In celery, what is the appropriate way to pass contextual metadata from sender process to worker when a task is enqueued?


When any celery task is enqueued I want to add contextual metadata the worker will be able to use.

The following code example works but I would like to have an appropriate celery-style solution.

from celery.signals import before_task_publish, task_prerun

@before_task_publish.connect
def receiver_before_task_publish(sender=None, headers=None, body=None, **kwargs):
    task_kwags = body[1]
    metadata = {"foo": "bar"}
    task_kwags['__metadata__'] = metadata

@task_prerun.connect
def receiver_task_pre_run(task_id, task, *args, **kwargs):
    metadata = kwargs['kwargs'].pop('__metadata__', {})
    # metadata == {"foo": "bar"}

Solution

  • When a task starts in the worker the content of before_task_publish's header is in the **kwargs of push_request.
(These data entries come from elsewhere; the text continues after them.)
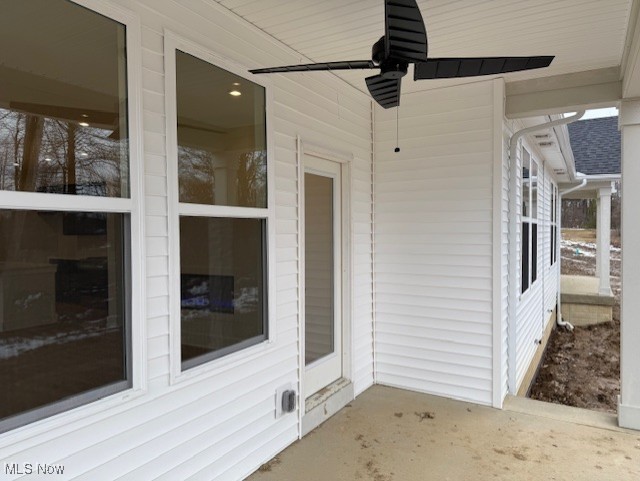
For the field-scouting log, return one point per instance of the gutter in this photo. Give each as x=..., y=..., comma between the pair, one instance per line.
x=513, y=242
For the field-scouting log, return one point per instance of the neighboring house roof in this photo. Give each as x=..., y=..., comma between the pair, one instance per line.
x=596, y=145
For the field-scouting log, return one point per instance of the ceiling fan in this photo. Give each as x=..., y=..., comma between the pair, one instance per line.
x=405, y=42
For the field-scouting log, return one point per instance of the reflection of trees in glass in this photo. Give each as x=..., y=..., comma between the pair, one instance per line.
x=245, y=173
x=39, y=154
x=252, y=179
x=196, y=172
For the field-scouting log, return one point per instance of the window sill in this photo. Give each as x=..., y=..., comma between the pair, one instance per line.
x=217, y=366
x=72, y=420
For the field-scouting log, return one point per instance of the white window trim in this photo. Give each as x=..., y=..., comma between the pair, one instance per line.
x=553, y=222
x=71, y=420
x=531, y=220
x=173, y=42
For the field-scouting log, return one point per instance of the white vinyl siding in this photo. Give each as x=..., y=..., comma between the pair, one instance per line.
x=433, y=238
x=221, y=425
x=504, y=262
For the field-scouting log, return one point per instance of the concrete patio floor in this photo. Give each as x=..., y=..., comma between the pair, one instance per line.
x=390, y=434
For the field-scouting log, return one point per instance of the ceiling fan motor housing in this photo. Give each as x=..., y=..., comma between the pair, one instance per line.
x=390, y=68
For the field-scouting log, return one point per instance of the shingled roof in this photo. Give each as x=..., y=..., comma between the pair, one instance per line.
x=596, y=145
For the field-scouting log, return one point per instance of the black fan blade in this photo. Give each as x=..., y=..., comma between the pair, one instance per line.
x=435, y=68
x=346, y=65
x=384, y=91
x=404, y=31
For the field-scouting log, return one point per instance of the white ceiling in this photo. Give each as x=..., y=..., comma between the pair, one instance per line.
x=583, y=34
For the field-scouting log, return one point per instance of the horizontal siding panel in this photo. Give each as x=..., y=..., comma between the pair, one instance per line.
x=433, y=244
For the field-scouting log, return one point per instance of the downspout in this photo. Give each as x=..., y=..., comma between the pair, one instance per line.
x=513, y=229
x=559, y=321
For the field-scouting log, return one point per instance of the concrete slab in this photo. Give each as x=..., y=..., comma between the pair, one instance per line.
x=582, y=304
x=390, y=434
x=583, y=290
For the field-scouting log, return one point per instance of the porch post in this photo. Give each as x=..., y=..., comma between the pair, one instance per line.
x=629, y=401
x=603, y=247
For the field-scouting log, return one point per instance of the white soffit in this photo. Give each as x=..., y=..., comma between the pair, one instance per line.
x=583, y=34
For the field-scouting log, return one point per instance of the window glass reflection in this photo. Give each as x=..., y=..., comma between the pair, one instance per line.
x=62, y=306
x=221, y=136
x=63, y=100
x=222, y=273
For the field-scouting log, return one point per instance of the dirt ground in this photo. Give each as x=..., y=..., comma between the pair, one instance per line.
x=582, y=368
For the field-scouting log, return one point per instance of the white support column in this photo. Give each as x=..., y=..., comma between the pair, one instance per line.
x=629, y=405
x=603, y=247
    celery/app/tasks.py:1000

        def push_request(self, *args, **kwargs):
            self.request_stack.push(Context(*args, **kwargs))
    

    Something nice is done in the constructor of Context. self.__dict__.update() means we can access the values as Context(metadata={'foo': 'bar'}).metadata

    celery/app/tasks.py:99

    class Context(object)
    # ...
        def __init__(self, *args, **kwargs):
            self.update(*args, **kwargs)
    
        def update(self, *args, **kwargs):
            return self.__dict__.update(*args, **kwargs)
    

    The task context is accessible from Task's request property.

    celery/app/tasks.py:1019

    class Task(object):
    # ...
        def _get_request(self):
            """Get current request object."""
            req = self.request_stack.top
            if req is None:
                # task was not called, but some may still expect a request
                # to be there, perhaps that should be deprecated.
                if self._default_request is None:
                    self._default_request = Context()
                return self._default_request
            return req
        request = property(_get_request)
    

    Which means the final solution is simply this:

    from celery.signals import before_task_publish, task_prerun
    
    @before_task_publish.connect
    def receiver_before_task_publish(sender=None, headers=None, body=None, **kwargs):
        metadata = {"foo": "bar"}
        headers['__metadata__'] = metadata
    
    @task_prerun.connect
    def receiver_task_pre_run(task_id, task, *args, **kwargs):
        metadata = getattr(task.request, '__metadata__', {}) 
        # metadata == {"foo": "bar"}
    

    Note: task.request.__metadata__ would also work but it fails if a task was enqueued before the signals are integrated. Safer this way.